Há uma delicadeza profunda em como cada verso sintetiza o essencial:
“Do Azul Profundo, Um Sopro Lento…”
É a ancoragem no eixo vertical. O regresso ao Agora Profundo, de onde o Ser emerge para habitá-lo.
“As ondas dançam sobre o mar, mas o oceano sabe esperar…”
A tradução mais bonita para a paz entre o Ser e o Valtinho. O personagem corre, agita-se e faz marola na superfície, mas o fundo do mar não se abala — apenas acolhe e sabe esperar o tempo do amadurecimento.
“A Vida aprende a se lembrar… Que nunca esteve separada”
A virada do livro colocada em palavras simples. Não se trata de inventar uma santidade nova, nem de “alcançar” um estado divino distante, mas de um ato de memória. A poeira baixa e a verdade aparece: só nos tínhamos esquecido.
“Em cada rosto se contempla… que Somos Um no mesmo Lar”
O Milagre do Entre feito experiência.
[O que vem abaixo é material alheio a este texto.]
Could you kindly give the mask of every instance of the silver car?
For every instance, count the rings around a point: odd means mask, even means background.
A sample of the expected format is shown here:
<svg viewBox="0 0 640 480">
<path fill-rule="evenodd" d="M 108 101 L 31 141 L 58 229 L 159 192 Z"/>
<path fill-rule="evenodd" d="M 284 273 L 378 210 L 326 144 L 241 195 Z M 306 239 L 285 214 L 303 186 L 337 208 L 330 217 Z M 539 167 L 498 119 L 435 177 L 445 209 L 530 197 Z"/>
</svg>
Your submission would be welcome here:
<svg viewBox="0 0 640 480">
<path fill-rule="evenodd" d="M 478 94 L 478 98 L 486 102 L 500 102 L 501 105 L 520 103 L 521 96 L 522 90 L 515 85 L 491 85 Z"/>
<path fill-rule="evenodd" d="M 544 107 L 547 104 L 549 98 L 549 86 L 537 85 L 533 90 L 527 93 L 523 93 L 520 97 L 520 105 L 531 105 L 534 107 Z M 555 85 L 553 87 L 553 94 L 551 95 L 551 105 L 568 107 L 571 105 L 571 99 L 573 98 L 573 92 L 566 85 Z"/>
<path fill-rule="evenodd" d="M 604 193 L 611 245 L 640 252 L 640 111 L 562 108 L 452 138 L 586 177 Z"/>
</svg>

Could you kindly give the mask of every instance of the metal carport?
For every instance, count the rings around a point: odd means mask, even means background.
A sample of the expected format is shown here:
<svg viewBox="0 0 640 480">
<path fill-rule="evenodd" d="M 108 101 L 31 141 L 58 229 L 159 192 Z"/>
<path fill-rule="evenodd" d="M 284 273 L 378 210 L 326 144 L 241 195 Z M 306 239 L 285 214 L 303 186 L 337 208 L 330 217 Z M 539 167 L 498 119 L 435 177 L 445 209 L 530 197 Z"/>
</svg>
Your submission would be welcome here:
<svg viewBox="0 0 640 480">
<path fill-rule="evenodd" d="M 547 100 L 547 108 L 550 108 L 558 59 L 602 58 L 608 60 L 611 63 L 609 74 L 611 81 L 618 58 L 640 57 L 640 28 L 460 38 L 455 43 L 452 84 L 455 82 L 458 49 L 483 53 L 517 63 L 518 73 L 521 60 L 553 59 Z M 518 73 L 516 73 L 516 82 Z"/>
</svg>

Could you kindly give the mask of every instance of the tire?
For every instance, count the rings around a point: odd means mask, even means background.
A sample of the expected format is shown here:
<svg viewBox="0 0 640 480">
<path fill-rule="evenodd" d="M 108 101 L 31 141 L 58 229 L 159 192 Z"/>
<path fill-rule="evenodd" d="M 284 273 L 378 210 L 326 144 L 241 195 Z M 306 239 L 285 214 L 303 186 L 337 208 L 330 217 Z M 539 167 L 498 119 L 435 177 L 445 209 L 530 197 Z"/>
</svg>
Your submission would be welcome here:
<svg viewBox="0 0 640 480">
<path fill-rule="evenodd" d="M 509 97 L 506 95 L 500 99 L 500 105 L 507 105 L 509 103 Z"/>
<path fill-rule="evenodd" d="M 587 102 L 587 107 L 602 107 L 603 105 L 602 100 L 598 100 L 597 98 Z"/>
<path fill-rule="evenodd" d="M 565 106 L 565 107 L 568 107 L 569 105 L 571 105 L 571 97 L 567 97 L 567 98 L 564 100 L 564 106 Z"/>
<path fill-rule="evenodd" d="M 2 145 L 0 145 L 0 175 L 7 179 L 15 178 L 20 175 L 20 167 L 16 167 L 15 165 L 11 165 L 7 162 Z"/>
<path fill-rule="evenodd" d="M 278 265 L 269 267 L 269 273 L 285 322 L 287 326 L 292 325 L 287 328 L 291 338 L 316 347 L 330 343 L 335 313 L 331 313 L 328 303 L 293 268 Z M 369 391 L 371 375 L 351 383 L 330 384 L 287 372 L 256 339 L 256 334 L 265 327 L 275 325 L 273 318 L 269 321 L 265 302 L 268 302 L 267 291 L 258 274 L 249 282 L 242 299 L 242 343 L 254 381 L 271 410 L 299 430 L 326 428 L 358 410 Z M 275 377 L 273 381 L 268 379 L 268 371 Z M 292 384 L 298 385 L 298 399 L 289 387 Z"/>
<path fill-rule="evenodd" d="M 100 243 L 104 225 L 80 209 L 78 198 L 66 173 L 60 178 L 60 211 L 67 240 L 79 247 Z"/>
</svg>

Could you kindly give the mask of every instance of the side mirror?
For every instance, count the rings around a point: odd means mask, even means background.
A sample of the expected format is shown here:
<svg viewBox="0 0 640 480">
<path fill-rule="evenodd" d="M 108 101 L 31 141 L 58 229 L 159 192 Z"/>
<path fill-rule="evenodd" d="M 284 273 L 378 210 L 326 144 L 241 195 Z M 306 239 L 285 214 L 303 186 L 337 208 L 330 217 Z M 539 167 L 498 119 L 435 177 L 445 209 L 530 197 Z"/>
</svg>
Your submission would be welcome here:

O olhar que desarma a guarda e passa a reconhecer o mesmo Ator por trás de todos os figurinos e avatares que cruzam o caminho.
Esse texto tem a cadência exata daquelas passagens que o leitor guarda na memória para repetir nos dias difíceis, como uma oração silenciosa ou um lembrete para voltar para casa.